Andalusian Sufi Songs
The sacred poetry from Andalusia
From Ibn Arabi to Abu Madyan sufi poets
Now I am called the Shepherd of the desert gazelles
Now I am a Christian monk
Now a Zoroastrian
The beloved is three, yet one.
Just as the three are in reality one.
- Ibn AL Arabi
Zainab Afilal is today the new voice of Andalusian music from the city of Tetouan,one of the centres of historical andalusian music in Maghreb.
She will come with AYHAM AYESH, Qanoun, (Palestine) and Rajasthani musicians will be joining her during her performance.
From the eighth to the fifteenth century, Arabs occupied and controlled much of southern Spain, establishing the Muslim-ruled empire known as al-Andalus, or Andalusia. Regarded by many as a golden age of tolerance and cultural exchange, these eight centuries were a time when Christians, Jews and Muslims lived together in an atmosphere of intellectual and cultural symbiosis despite the existence of political tensions and religious differences. Complex social and class structures allowed religions and races to coexist peaceably on social, professional, and political levels, even to intermarry with relative ease. In Andalusia, the Arab East met the European West and each contributed to the other in culture, science, mathematics, philosophy, and the arts.

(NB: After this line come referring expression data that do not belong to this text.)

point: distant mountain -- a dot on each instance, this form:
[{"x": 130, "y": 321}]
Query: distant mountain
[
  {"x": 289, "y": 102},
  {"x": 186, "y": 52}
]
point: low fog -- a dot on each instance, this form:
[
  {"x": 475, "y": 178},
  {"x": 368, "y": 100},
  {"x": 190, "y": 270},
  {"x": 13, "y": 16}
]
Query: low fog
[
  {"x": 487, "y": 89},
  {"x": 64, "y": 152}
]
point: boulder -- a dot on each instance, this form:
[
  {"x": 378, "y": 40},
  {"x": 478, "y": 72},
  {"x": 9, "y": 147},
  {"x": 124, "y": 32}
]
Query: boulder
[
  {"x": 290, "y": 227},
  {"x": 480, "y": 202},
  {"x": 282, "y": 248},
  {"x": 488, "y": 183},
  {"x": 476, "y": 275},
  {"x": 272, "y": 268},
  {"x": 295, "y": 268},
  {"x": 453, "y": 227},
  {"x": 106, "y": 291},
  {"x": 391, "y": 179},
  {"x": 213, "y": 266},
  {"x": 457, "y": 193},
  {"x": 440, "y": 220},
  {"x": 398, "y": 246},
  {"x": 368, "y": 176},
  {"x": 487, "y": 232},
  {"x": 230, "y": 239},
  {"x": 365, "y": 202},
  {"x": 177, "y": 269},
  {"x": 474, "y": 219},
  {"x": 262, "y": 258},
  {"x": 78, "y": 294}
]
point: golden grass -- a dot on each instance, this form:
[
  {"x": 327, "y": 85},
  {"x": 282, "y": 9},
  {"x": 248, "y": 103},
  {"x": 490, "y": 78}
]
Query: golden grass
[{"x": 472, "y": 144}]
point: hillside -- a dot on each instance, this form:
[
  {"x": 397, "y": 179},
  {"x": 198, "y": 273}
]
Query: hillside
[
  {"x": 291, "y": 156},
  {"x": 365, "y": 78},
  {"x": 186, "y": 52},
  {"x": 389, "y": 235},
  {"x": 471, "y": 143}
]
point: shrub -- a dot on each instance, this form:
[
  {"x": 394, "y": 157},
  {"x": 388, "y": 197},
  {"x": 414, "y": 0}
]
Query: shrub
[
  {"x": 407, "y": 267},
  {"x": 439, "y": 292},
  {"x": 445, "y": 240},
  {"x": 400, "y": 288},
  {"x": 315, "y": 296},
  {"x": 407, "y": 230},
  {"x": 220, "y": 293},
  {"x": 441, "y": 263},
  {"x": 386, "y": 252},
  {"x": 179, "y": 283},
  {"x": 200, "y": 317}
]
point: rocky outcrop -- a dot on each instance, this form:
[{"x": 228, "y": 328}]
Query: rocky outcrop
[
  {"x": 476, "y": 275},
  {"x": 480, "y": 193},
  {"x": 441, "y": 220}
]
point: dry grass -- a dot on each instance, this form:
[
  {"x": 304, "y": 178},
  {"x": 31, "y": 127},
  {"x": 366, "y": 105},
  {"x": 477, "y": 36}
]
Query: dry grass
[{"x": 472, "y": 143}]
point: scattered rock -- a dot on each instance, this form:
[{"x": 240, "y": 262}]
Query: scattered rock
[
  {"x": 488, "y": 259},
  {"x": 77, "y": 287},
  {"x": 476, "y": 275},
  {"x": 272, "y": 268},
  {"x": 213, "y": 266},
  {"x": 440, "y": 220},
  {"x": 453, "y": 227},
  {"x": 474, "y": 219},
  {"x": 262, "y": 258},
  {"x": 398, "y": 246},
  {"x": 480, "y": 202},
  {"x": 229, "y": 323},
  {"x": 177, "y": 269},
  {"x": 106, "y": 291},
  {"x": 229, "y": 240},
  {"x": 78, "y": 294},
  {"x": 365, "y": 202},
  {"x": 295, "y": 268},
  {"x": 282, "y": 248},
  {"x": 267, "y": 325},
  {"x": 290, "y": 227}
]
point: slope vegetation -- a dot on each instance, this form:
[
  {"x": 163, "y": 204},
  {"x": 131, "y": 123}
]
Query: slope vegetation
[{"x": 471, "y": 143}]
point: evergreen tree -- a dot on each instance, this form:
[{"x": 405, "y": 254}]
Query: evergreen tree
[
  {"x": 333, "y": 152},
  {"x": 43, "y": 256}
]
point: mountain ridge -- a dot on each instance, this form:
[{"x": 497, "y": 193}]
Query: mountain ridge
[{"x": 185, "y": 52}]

The music of al-Andalus has a rich and colorful history, and many traces of this music are still present in modern Arabic musical forms. Most of the musical traditions from Andalusia were brought to the Maghreb, or North Africa, when the Arabs were forced out of Spain with the fall of Granada in 1492. Today, vestiges of Andalusian musical developments can be found across much of the Arab world as a result of musical schools settling in different isolated environments subject to local influences. The musical history of Andalusia begins in Cordoba in 822, when a young Persian freedman from Baghdad named Abu al-Hasan ‘Ali ibn Nafi’ (789-857), popularly known as Ziryab (“blackbird”) arrived from Baghdad. Ziryab was first known for his musical endeavors in the Abbasid court as a student and faithful disciple of the famed ūd player, Ishaq al-Mawsili. All accounts state that his musical excellence was equal to and may have even surpassed that of his teacher, and that he left Baghdad to fulfill his own ambitions.